2. Aziende manifatturiere, officine e laboratori

Nelle aree in cui si manipolano agenti chimici, biologici o dove c’è un’alta produzione di polveri e detriti, il consumo di cibo è vietato per tutelare la salute del dipendente.

3. Uffici e settore terziario

Negli uffici non esiste un divieto legislativo tassativo, a meno che non sia specificato nel Regolamento Aziendale o nel Documento di Valutazione dei Rischi (DVR). Tuttavia, la buona pratica e l’igiene raccomandano di evitare il “pranzo sulla tastiera” per non attirare insetti o parassiti e per mantenere il decoro dei locali.

Come Progettare un’Area Break a Norma HACCP

Se il datore di lavoro decide di allestire uno spazio per la pausa pranzo (cucinotto, sala break con microonde e frigorifero), questa zona deve rispettare alcuni requisiti igienici essenziali ispirati all’HACCP:

  • Pulizia e sanificazione: I locali, i tavoli e gli elettrodomestici (soprattutto il forno a microonde e il frigorifero comune) devono essere puliti regolarmente. È consigliabile esporre un piccolo regolamento interno.
  • Conservazione corretta: Il frigorifero aziendale deve mantenere una temperatura idonea (inferiore ai 4°C) per evitare la proliferazione batterica nei contenitori portati da casa.
  • Gestione dei rifiuti: I mastelli della spazzatura devono essere dotati di coperchio ad apertura a pedale per evitare di toccare i bidoni con le mani prima o dopo aver mangiato.
  • Lavacapo e igiene delle mani: Deve essere presente un lavandino provvisto di sapone liquido e asciugamani monouso.

Consigli Pratici per i Dipendenti (La “Buona Condotta”)

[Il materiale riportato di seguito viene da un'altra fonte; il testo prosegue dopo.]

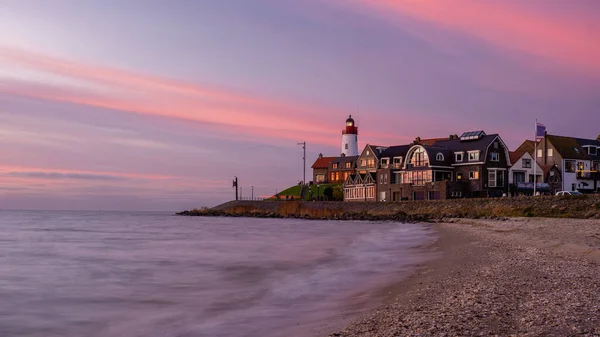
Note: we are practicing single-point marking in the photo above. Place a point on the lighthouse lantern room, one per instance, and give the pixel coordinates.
(350, 138)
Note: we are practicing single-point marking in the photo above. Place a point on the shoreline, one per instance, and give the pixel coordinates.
(523, 276)
(581, 207)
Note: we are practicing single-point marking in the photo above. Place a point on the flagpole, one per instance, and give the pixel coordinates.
(535, 158)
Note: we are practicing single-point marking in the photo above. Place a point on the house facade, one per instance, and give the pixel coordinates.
(472, 165)
(576, 159)
(321, 169)
(521, 175)
(340, 168)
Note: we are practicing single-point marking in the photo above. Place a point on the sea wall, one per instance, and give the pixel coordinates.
(583, 207)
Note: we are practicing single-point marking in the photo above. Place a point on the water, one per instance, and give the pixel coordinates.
(152, 274)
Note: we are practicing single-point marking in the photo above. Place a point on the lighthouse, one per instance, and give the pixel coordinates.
(350, 138)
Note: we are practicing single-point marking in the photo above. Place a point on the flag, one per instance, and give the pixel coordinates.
(540, 131)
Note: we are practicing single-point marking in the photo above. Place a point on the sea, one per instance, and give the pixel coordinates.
(154, 274)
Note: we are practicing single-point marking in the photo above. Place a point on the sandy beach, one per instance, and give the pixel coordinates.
(518, 277)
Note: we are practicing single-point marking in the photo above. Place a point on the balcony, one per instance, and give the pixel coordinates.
(588, 175)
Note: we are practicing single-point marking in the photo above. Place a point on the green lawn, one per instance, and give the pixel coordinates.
(296, 191)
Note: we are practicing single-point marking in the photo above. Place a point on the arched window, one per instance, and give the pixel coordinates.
(418, 157)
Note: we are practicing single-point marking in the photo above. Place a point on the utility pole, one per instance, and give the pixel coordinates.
(304, 162)
(236, 188)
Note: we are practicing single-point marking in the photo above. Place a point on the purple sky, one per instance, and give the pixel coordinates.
(156, 105)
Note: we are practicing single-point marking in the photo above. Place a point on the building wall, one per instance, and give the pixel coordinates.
(317, 172)
(518, 167)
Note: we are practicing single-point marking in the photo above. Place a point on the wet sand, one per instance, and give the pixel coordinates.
(520, 277)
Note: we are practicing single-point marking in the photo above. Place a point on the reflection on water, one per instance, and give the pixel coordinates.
(153, 274)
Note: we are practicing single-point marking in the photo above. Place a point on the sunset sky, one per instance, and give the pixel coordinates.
(156, 105)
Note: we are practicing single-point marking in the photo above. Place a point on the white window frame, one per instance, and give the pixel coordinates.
(492, 182)
(474, 154)
(473, 175)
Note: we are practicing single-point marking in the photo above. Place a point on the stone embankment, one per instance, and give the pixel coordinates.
(583, 207)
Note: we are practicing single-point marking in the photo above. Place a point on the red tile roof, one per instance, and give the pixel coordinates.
(323, 162)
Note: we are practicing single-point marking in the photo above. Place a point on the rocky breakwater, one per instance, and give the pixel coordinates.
(583, 207)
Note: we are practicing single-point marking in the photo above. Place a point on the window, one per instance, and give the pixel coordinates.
(492, 178)
(419, 158)
(569, 166)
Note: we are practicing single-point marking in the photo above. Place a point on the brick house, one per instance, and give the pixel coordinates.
(576, 159)
(472, 165)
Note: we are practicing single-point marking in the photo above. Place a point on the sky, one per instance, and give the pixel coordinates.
(157, 105)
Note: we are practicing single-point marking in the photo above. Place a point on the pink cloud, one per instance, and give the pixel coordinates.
(505, 25)
(220, 110)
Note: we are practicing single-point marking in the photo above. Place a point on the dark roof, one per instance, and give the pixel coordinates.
(593, 142)
(567, 147)
(527, 146)
(395, 151)
(456, 145)
(432, 152)
(344, 159)
(516, 155)
(322, 162)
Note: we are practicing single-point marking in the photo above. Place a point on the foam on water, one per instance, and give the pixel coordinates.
(153, 274)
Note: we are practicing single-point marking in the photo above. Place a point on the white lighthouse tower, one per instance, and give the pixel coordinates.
(350, 138)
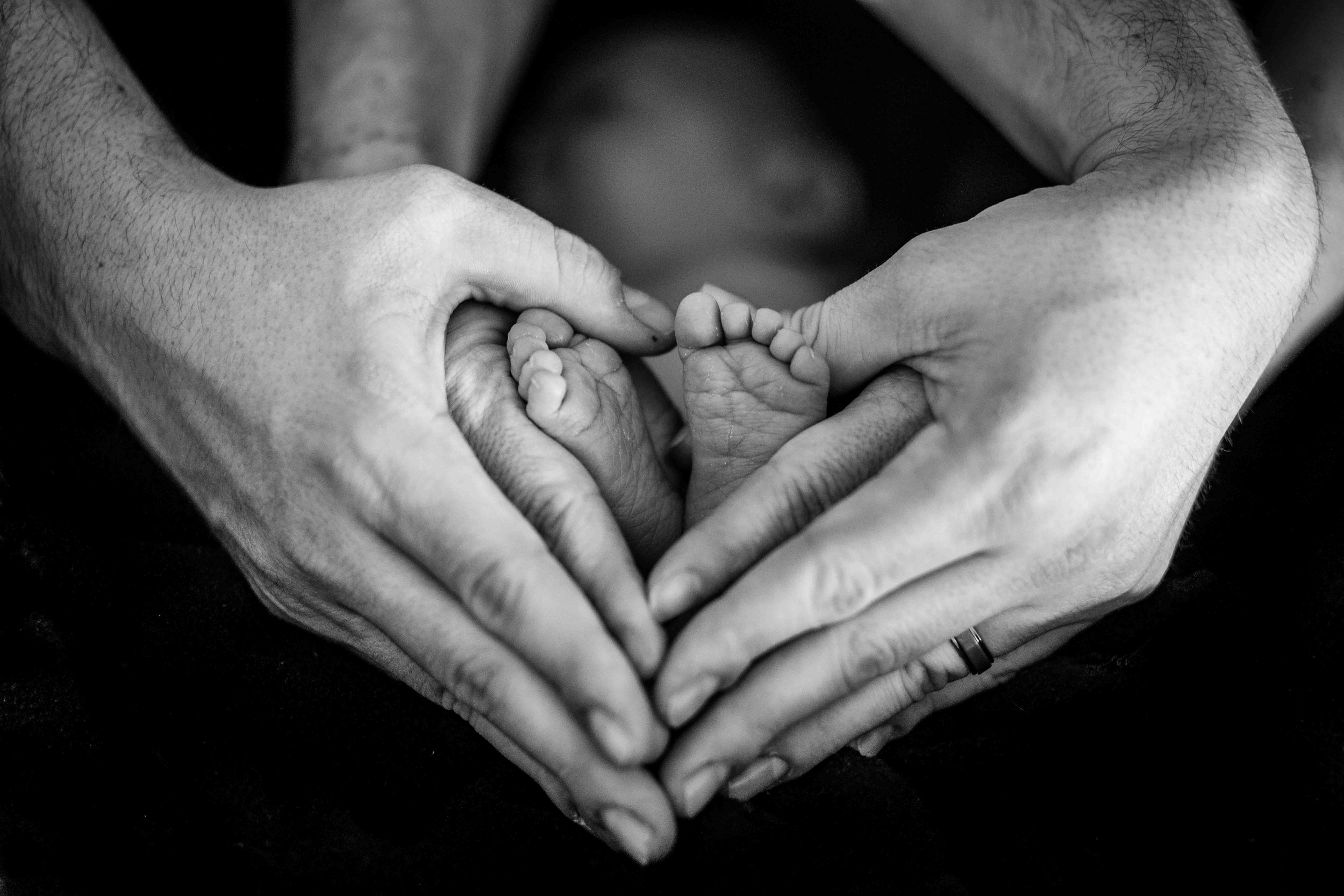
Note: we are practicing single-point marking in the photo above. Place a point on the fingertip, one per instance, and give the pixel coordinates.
(656, 316)
(808, 367)
(674, 596)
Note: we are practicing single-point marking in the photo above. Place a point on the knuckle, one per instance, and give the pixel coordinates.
(474, 683)
(495, 594)
(582, 267)
(864, 655)
(840, 585)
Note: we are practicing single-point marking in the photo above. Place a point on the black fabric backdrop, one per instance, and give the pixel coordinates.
(159, 731)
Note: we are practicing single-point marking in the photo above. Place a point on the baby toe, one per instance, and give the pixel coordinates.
(785, 345)
(735, 320)
(808, 367)
(557, 329)
(545, 394)
(698, 321)
(522, 350)
(544, 361)
(519, 329)
(767, 324)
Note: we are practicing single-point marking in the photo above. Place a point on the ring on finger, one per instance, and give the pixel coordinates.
(974, 650)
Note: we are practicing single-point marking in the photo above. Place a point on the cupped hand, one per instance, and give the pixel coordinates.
(1082, 350)
(299, 391)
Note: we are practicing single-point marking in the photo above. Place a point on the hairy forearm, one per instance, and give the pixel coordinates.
(1303, 52)
(381, 84)
(1077, 84)
(100, 198)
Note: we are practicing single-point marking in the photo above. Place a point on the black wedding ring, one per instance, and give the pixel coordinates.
(974, 650)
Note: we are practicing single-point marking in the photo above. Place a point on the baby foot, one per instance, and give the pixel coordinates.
(580, 394)
(750, 388)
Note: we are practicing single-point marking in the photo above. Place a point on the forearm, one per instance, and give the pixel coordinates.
(1078, 84)
(1303, 53)
(97, 189)
(385, 84)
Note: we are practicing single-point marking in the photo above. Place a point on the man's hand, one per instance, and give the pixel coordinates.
(1082, 351)
(283, 354)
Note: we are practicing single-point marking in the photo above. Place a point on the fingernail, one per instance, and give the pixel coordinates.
(674, 596)
(700, 787)
(636, 837)
(612, 736)
(687, 701)
(649, 311)
(873, 742)
(760, 776)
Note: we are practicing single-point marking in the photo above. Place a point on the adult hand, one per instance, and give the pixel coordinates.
(289, 370)
(324, 451)
(1082, 351)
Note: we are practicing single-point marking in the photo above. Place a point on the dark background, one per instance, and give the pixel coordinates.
(159, 731)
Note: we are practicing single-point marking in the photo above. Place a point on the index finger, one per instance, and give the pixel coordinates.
(432, 499)
(917, 516)
(518, 260)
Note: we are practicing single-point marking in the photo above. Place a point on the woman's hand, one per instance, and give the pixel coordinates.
(1082, 351)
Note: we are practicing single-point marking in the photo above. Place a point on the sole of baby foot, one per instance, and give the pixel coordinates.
(580, 394)
(752, 385)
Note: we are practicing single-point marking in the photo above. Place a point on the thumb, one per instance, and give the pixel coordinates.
(519, 260)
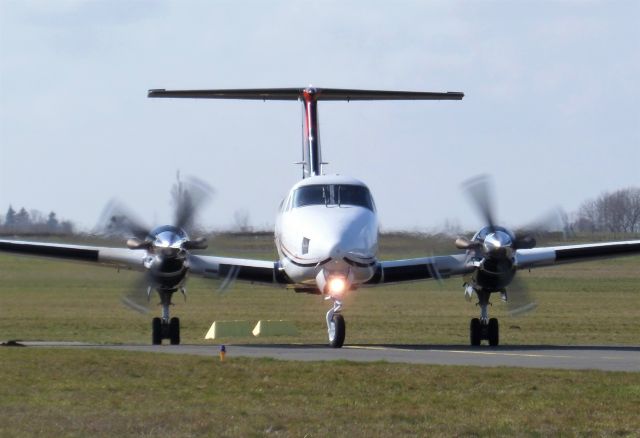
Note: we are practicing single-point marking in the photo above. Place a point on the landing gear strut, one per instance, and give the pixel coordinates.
(484, 328)
(165, 327)
(335, 325)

Per convivere civilmente e in sicurezza, ogni lavoratore dovrebbe seguire queste semplici regole:

  1. Usa contenitori ermetici: Porta il cibo da casa in contenitori ben sigillati (es. vetro o plastica per alimenti) e nominali.
  2. Non abbandonare i residui: Evita di lasciare piatti sporchi nel lavandino comune o confezioni aperte sulla scrivania.
  3. Rispetta le temperature: Non lasciare cibi deperibili (maionese, carne, pesce) fuori dal frigo per ore.
  4. Igienizza la tua postazione: Se bevi un caffè o mangi uno snack alla scrivania, assicurati di pulire subito eventuali residui.

Conclusioni

L’HACCP e la sicurezza sul lavoro non vietano il consumo di cibo in assoluto, ma impongono che questo avvenga in totale sicurezza e nel rispetto dell’igiene. Creare un’area break pulita e normata non è solo un obbligo di legge per molte realtà, ma un investimento nel benessere e nella produttività dei propri collaboratori.

Sei un datore di lavoro? Assicurati che il tuo Piano di Autocontrollo HACCP o il tuo DVR aziendale contengano indicazioni chiare sulla gestione delle aree break e delle pause pranzo.